Explore prognostic marker of colorectal cancer based on ceRNA network

Colorectal cancer (CRC) is one of the most common malignant tumors in the world. With the deepening of people's understanding of CRC at the molecular level, the survival and prognosis of CRC have been significantly improved with the help of surgery, radiotherapy, and chemotherapy, molecular targeted biological therapy and early detection of diseases. The research of different disciplines and the development of multihistological analysis in recent years have proved that the occurrence and development of CRC is a complex biological process with the common action of multiple factors, which involves the huge changes of various histological levels such as the genome, transcriptome, and epigenome. At present, the abnormal expression of protein products in the transcription process has attracted more and more attention. Based on the sensitivity and timeliness of its changes, it has become a hot topic to study the occurrence and development mechanism of CRC through transcriptome changes, so as to provide markers for early diagnosis and prognosis.
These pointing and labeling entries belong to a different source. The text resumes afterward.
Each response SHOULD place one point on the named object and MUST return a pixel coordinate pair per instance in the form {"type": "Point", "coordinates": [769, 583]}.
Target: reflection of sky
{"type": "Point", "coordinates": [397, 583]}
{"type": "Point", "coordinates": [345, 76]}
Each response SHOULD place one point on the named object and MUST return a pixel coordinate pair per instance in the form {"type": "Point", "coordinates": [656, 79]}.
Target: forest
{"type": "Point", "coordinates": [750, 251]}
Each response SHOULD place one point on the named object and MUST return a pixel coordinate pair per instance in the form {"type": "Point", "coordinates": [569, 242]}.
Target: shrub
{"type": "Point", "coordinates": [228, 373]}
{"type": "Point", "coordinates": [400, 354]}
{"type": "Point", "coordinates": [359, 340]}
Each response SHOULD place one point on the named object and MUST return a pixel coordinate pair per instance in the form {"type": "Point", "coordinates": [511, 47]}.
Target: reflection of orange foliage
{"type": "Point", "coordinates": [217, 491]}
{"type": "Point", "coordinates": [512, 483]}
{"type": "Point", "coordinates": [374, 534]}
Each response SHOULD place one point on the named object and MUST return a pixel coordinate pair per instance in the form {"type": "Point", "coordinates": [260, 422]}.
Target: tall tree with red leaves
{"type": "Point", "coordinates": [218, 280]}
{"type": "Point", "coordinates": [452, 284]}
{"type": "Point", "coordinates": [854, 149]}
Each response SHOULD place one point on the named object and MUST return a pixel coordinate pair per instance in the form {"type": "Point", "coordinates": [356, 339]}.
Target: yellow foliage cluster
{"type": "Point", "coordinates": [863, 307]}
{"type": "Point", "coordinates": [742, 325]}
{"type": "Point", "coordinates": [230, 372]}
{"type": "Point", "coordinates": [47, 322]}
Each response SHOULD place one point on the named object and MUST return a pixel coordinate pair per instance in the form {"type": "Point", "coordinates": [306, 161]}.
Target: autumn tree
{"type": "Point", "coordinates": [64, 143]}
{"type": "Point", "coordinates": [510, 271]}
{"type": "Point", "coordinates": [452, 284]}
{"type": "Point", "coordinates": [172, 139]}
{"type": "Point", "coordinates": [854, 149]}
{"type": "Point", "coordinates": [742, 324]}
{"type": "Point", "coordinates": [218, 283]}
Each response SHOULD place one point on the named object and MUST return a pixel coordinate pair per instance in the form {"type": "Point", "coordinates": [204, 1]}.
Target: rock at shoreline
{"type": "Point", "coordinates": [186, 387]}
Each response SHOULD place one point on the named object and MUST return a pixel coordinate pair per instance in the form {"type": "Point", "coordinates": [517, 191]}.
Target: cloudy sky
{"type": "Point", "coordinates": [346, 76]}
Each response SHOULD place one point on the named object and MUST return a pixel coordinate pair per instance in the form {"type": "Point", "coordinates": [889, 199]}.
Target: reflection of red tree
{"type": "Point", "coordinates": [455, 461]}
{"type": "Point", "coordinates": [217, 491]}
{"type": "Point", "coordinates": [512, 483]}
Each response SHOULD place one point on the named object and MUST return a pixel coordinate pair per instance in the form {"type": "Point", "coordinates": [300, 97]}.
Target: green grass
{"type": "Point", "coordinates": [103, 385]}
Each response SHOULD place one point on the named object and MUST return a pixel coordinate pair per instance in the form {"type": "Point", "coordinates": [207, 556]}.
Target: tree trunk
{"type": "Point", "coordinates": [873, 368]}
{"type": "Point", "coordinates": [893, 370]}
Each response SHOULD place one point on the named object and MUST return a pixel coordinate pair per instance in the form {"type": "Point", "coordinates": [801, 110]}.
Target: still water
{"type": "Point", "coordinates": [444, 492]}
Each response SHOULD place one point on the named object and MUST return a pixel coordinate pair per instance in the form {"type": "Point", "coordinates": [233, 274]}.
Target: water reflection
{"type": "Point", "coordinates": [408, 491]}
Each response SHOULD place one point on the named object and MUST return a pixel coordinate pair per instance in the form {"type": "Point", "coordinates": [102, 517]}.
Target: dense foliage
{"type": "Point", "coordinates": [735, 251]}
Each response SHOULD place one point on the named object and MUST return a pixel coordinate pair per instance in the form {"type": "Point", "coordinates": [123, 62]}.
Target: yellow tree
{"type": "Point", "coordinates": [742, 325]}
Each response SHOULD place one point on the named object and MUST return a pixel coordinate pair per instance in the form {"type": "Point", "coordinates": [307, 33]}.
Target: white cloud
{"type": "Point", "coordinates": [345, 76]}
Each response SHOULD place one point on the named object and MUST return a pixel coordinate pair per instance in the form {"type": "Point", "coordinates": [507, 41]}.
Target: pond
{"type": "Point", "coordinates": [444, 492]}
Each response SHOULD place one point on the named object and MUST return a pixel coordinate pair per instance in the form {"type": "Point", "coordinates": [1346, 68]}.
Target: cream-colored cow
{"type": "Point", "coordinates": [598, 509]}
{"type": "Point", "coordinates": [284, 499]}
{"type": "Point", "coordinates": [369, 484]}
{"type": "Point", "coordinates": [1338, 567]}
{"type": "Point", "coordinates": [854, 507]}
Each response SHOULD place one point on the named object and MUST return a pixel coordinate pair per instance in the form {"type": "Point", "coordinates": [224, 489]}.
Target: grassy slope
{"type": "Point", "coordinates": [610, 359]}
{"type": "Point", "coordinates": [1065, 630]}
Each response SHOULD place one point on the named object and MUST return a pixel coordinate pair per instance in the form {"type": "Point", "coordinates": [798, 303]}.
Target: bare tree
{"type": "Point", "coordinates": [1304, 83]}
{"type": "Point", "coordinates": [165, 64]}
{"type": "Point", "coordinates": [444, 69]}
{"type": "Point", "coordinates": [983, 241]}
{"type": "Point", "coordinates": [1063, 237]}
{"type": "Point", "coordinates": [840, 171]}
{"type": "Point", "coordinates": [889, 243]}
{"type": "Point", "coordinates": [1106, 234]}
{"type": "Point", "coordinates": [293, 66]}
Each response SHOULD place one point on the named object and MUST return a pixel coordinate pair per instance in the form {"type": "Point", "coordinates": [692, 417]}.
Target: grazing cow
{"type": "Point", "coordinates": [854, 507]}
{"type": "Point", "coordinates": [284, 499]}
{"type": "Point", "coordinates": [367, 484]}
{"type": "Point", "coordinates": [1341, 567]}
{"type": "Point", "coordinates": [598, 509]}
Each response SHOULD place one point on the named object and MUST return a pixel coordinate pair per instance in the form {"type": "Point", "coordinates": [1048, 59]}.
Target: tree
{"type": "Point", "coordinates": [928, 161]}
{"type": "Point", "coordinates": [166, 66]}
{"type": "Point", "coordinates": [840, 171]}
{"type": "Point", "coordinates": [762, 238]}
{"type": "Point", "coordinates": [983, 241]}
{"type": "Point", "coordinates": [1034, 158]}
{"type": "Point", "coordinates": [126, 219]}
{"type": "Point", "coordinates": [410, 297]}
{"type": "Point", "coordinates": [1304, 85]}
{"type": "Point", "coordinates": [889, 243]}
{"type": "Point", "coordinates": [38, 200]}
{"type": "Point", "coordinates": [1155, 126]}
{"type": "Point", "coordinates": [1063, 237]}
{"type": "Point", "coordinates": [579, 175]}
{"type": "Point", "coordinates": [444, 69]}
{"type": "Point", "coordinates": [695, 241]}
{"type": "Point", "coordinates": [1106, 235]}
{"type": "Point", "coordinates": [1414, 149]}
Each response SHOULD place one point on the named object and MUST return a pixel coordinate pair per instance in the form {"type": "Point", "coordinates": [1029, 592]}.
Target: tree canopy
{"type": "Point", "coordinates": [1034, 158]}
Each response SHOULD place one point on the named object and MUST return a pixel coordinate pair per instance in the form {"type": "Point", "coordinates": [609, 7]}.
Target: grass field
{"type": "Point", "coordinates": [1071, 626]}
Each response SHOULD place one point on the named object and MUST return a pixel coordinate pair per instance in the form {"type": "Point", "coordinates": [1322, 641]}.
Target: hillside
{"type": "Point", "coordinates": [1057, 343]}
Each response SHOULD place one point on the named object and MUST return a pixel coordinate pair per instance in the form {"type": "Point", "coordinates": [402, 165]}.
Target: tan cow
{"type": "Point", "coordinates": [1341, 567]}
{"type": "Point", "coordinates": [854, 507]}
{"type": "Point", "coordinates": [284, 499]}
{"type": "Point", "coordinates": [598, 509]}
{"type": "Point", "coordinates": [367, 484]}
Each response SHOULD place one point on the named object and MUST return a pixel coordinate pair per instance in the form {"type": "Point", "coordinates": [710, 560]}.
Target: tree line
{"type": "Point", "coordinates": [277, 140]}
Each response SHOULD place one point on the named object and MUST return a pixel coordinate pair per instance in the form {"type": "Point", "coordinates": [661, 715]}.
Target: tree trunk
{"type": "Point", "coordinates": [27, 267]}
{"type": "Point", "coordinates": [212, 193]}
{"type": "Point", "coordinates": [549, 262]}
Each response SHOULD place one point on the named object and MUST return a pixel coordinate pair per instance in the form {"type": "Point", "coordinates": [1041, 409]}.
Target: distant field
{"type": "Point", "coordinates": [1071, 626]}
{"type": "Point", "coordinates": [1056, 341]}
In recent years, competitive endogenous RNA (ceRNA) has become one of the hot topics in cancer research. The ceRNA hypothesis holds that transcripts such as long noncoding RNA can competitively bind microRNA (miRNA), thus preventing miRNA from binding to messenger RNA (mRNA) and thereby regulating the expression of mRNA. At present, the interaction mechanism of ceRNA in CRC is still unclear, and exploring its interaction relationship is of great significance to elucidate the occurrence and development mechanism of CRC. In this study, we used The Cancer Genome Atlas (TCGA) RNA - seq data of colorectal Cancer and microRnas - seq data to construct colorectal Cancer ceRNA topology network to mine key RNAs that influence the prognosis of colorectal cancer, providing potential RNA biomarkers.